Set up your app service with the Logto Management API
Logto offers a powerful Management API that lets you create and customize your own organization flow inside your app. Understanding how it works is key to designing your custom setup. Below are the basic steps and outline to integrate the Management API to implement your organization experience.
If you already know the basics, you can skip ahead to the tutorial. Once you’re familiar with the setup, you can explore additional APIs to tailor the rest of the flows to your business needs.
Establish a machine-to-machine connection
Logto uses machine‑to‑machine (M2M) authentication to securely connect your backend service to the Logto Management API endpoint. Your backend service can then use the Management API to handle organization-related tasks such as creating organizations, adding or removing members, and more.
This involves:
- Create a Machine-to-Machine (M2M) app in the Logto Console.
- Acquire an M2M access token from Logto. Learn more.
- Call Logto Management APIs from your backend service. For example, list all organizations:
curl \
-X GET https://[tenant_id].logto.app/api/organizations \
-H "Authorization: Bearer $M2M_ACCESS_TOKEN" \
-H "Content-Type: application/json"
Protect your app server
Since end users can perform certain organization actions on their own, it’s important to add an authorization layer between the end user and your app server.\You can apply this layer globally or at the organization level, depending on which Logto Management API endpoints you use and how your product’s API is structured.The server should mediate every request, validate the user’s organization‑scoped token and required scopes, and only then use a server‑held M2M credential to invoke the Management API.
When a user presents an organization token to request an action (for example, creating an organization), the server first validates the scopes in the token. If the token includes the necessary scope, such as org:create, authorize the request and call the Logto Management API via the M2M flow to create the organization.
If the token doesn’t contain the required scopes, return a 403 Forbidden and skip the M2M logic. This ensures users without the appropriate privileges cannot create organizations.
Below are common authorization patterns.
Using organization permissions
First, make sure you have defined organization permissions and roles in your organization template in the previous section.
Then, ensure that UserScope.Organizations (value: urn:logto:organization) is included in the Logto config. Take the React SDK as an example:
// src/App.js
import { UserScope } from '@logto/react';
const config = {
endpoint: 'https://<tenant-id>.logto.app/', // Your Logto endpoint
appId: '40fmibayagoo00lj26coc', // Your app id
resources: [
'https://my.company.com/api', // Your global API resource identifier
],
scopes: [
UserScope.Email,
UserScope.Phone,
UserScope.CustomData,
UserScope.Identities,
UserScope.Organizations, // Request an organization token
],
};
This ensures that when calling getOrganizationToken(organizationId), the client SDK requests an organization token that contains the organization permissions assigned to the user. Your backend service can then validate the token and authorize subsequent requests based on these permissions.
For details on protecting organization‑level (non‑API) permissions, see the full guide.
Using API-level permissions
This applies when your API resources and permissions are registered globally, but roles are defined at the organization level (you can assign API‑level permissions to organization roles in the organization template).
The implementation is the same as the previous section. Always provide the organization ID and call getOrganizationToken(organizationId) to fetch an organization token; otherwise, organization permissions won’t be included.
For details on protecting organization‑level API permissions, see the full guide.
Using global RBAC
In this case, you can use the Logto Management API to implement system-level access control.

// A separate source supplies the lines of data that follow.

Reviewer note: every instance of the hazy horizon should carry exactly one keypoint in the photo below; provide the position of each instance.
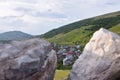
(37, 17)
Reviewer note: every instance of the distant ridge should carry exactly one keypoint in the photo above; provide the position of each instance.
(81, 31)
(14, 35)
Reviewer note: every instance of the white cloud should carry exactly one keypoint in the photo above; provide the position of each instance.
(39, 16)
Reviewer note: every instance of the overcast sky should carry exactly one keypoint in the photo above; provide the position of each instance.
(39, 16)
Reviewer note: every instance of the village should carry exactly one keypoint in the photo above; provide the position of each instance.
(68, 54)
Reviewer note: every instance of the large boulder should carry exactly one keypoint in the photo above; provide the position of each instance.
(31, 59)
(100, 59)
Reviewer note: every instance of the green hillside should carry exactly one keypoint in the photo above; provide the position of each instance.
(82, 31)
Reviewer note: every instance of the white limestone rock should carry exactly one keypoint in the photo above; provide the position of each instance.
(100, 59)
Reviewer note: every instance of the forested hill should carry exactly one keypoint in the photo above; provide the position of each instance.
(81, 31)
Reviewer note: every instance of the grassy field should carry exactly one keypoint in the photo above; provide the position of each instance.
(61, 74)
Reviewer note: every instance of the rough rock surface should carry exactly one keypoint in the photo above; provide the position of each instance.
(31, 59)
(100, 59)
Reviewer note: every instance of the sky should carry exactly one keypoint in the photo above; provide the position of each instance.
(39, 16)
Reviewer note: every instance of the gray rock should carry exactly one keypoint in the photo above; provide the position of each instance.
(100, 59)
(31, 59)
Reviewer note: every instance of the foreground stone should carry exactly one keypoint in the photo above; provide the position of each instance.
(100, 59)
(31, 59)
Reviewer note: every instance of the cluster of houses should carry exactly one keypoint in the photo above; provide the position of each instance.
(68, 54)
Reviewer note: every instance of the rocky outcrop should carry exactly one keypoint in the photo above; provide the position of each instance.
(31, 59)
(100, 59)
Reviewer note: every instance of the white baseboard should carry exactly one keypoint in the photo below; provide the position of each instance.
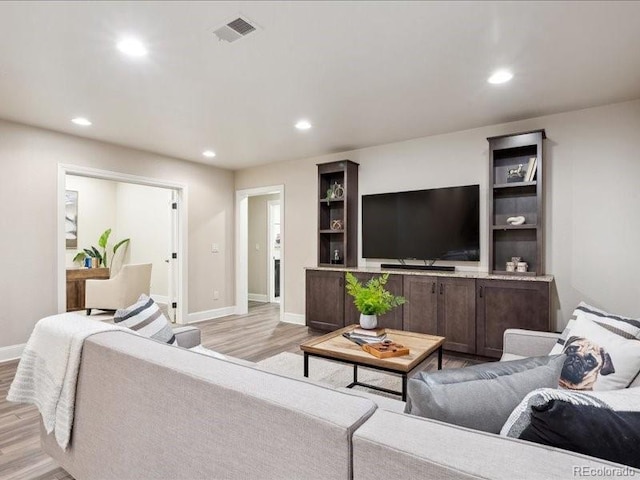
(210, 314)
(160, 298)
(296, 318)
(258, 297)
(12, 352)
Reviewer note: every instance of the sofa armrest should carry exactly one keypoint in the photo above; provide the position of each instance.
(427, 449)
(528, 343)
(188, 337)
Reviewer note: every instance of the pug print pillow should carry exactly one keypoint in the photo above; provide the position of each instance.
(598, 359)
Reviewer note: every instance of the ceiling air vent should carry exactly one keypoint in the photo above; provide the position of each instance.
(234, 30)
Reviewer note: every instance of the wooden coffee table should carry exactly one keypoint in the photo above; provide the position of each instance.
(333, 346)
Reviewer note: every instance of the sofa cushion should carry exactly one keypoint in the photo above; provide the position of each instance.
(596, 431)
(483, 404)
(598, 359)
(625, 400)
(146, 318)
(624, 326)
(483, 371)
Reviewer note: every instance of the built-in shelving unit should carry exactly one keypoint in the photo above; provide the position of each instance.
(513, 196)
(338, 213)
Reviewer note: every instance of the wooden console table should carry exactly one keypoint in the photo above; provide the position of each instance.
(75, 285)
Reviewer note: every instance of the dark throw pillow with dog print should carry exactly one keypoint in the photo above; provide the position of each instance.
(590, 430)
(598, 359)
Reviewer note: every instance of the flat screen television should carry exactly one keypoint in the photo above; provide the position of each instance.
(434, 224)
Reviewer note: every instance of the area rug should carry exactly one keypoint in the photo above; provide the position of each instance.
(333, 373)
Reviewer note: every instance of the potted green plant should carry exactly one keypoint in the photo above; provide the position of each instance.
(372, 299)
(100, 256)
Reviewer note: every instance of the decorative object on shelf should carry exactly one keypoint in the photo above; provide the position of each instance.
(372, 299)
(336, 192)
(338, 200)
(100, 257)
(531, 169)
(517, 190)
(519, 220)
(516, 174)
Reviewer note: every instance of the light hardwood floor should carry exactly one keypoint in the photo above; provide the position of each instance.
(254, 337)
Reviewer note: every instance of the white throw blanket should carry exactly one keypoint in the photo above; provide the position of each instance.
(48, 370)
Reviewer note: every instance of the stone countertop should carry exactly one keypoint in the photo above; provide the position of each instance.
(432, 273)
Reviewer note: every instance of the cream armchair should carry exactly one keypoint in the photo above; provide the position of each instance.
(120, 291)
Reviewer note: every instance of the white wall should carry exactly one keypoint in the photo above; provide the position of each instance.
(96, 211)
(592, 164)
(258, 245)
(29, 159)
(143, 215)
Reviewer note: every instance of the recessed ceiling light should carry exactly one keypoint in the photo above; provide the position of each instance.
(85, 122)
(132, 47)
(501, 76)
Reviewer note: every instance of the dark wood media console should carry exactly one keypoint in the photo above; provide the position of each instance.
(472, 310)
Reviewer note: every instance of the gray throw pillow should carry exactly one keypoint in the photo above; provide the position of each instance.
(483, 371)
(146, 318)
(483, 404)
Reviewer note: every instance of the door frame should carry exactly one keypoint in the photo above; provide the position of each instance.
(180, 270)
(271, 283)
(242, 245)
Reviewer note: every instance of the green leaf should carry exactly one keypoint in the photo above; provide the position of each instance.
(96, 254)
(104, 238)
(372, 298)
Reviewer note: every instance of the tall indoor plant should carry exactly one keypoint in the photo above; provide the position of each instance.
(372, 299)
(101, 255)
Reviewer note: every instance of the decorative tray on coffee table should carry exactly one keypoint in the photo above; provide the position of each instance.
(385, 349)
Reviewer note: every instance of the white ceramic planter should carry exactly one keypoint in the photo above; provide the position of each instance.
(368, 321)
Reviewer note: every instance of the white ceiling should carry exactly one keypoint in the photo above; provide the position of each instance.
(364, 73)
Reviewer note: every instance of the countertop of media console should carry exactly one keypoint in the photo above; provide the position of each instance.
(432, 273)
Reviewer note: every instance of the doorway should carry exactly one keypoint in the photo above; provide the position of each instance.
(244, 247)
(273, 259)
(146, 210)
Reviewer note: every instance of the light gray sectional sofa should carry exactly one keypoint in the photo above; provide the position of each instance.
(149, 410)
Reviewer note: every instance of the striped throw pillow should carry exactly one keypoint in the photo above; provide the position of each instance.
(623, 326)
(146, 318)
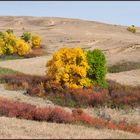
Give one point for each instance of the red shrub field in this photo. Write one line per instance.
(116, 95)
(26, 111)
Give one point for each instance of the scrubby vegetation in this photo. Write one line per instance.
(59, 115)
(12, 45)
(6, 71)
(115, 96)
(124, 66)
(69, 68)
(132, 28)
(97, 71)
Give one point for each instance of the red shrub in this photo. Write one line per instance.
(27, 111)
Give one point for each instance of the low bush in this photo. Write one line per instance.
(36, 41)
(10, 44)
(26, 111)
(27, 37)
(132, 28)
(115, 96)
(69, 68)
(125, 66)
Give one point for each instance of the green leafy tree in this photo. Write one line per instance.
(97, 62)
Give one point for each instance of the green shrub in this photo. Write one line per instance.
(97, 62)
(26, 36)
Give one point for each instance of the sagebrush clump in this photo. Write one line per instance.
(27, 37)
(69, 67)
(36, 41)
(132, 28)
(11, 44)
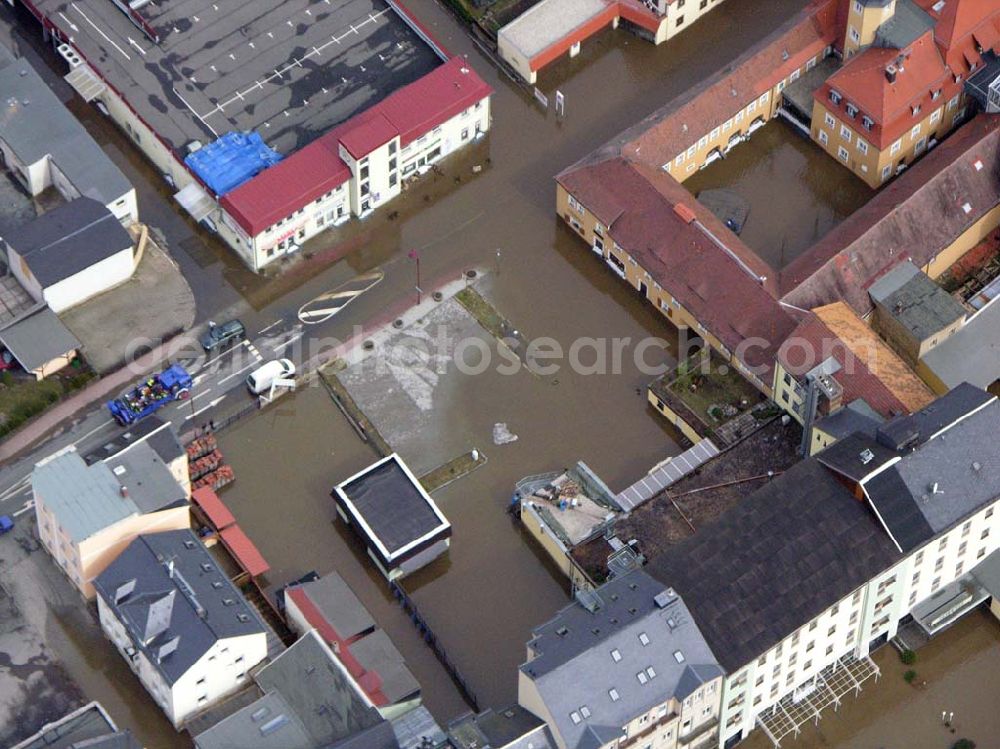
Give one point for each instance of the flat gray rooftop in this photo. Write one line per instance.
(546, 23)
(290, 70)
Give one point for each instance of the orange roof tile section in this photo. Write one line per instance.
(862, 341)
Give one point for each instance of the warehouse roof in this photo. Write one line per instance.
(775, 561)
(286, 70)
(38, 338)
(69, 239)
(174, 600)
(394, 511)
(35, 125)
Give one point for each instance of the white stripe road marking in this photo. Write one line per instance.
(286, 344)
(211, 404)
(95, 429)
(98, 30)
(224, 353)
(276, 322)
(239, 371)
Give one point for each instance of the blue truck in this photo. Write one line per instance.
(152, 394)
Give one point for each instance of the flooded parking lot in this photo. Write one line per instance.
(779, 166)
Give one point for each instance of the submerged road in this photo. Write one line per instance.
(544, 280)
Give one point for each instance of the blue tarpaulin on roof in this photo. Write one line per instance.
(228, 162)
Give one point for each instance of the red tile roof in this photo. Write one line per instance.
(961, 26)
(364, 137)
(813, 336)
(916, 216)
(681, 122)
(863, 83)
(246, 553)
(316, 169)
(216, 512)
(638, 206)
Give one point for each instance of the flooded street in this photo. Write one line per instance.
(779, 166)
(961, 668)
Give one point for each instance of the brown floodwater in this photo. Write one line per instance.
(959, 671)
(780, 167)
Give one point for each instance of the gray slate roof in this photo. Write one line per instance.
(907, 24)
(377, 653)
(160, 435)
(213, 610)
(917, 428)
(88, 727)
(84, 499)
(44, 127)
(775, 561)
(972, 354)
(87, 499)
(69, 239)
(308, 701)
(510, 728)
(38, 338)
(942, 482)
(339, 605)
(574, 668)
(856, 416)
(147, 479)
(915, 301)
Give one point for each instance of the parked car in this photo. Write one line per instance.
(221, 336)
(261, 379)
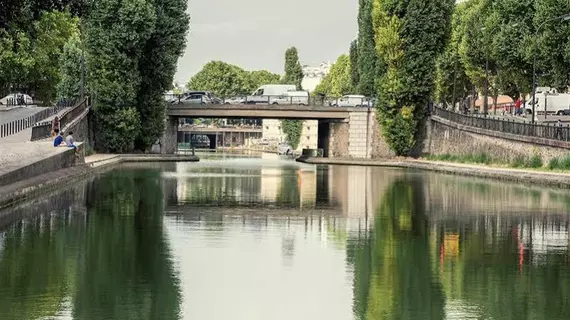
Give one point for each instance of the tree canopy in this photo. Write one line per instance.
(226, 80)
(293, 69)
(338, 81)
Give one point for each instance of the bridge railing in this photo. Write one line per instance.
(299, 100)
(42, 130)
(18, 125)
(521, 128)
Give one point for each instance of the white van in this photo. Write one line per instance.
(553, 103)
(300, 98)
(264, 93)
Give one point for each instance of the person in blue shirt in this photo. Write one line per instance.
(58, 140)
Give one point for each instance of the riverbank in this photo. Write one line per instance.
(21, 190)
(555, 179)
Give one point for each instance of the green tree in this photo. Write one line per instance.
(30, 55)
(354, 75)
(293, 75)
(450, 67)
(157, 67)
(222, 79)
(117, 32)
(553, 43)
(409, 35)
(260, 77)
(70, 69)
(338, 81)
(293, 69)
(367, 56)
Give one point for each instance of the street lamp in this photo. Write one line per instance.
(486, 89)
(564, 17)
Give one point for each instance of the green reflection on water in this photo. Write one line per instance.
(113, 262)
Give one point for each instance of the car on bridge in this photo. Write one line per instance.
(352, 100)
(234, 100)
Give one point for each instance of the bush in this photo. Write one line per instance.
(535, 162)
(560, 163)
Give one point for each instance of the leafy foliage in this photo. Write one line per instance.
(227, 80)
(367, 56)
(409, 35)
(30, 56)
(293, 69)
(158, 66)
(70, 70)
(293, 75)
(116, 37)
(338, 81)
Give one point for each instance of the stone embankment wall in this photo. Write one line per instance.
(359, 138)
(446, 137)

In a multi-tenant environment, a common pattern is to have a superuser or super admin role. For example, if you’re building a SaaS platform with Logto, you might want a superuser who can manage all client organizations directly within your own app, without needing to log in to the Logto Console.
This superuser can perform higher-level actions, such as creating or deleting organizations in bulk, that require system, wide permissions beyond any single organization context. To enable this, register an API resource in Logto while levergaing the Logto Management API and use global RBAC to manage these permissions.
For more details on integrating and managing access control for RBAC, see the full guide see the full guide.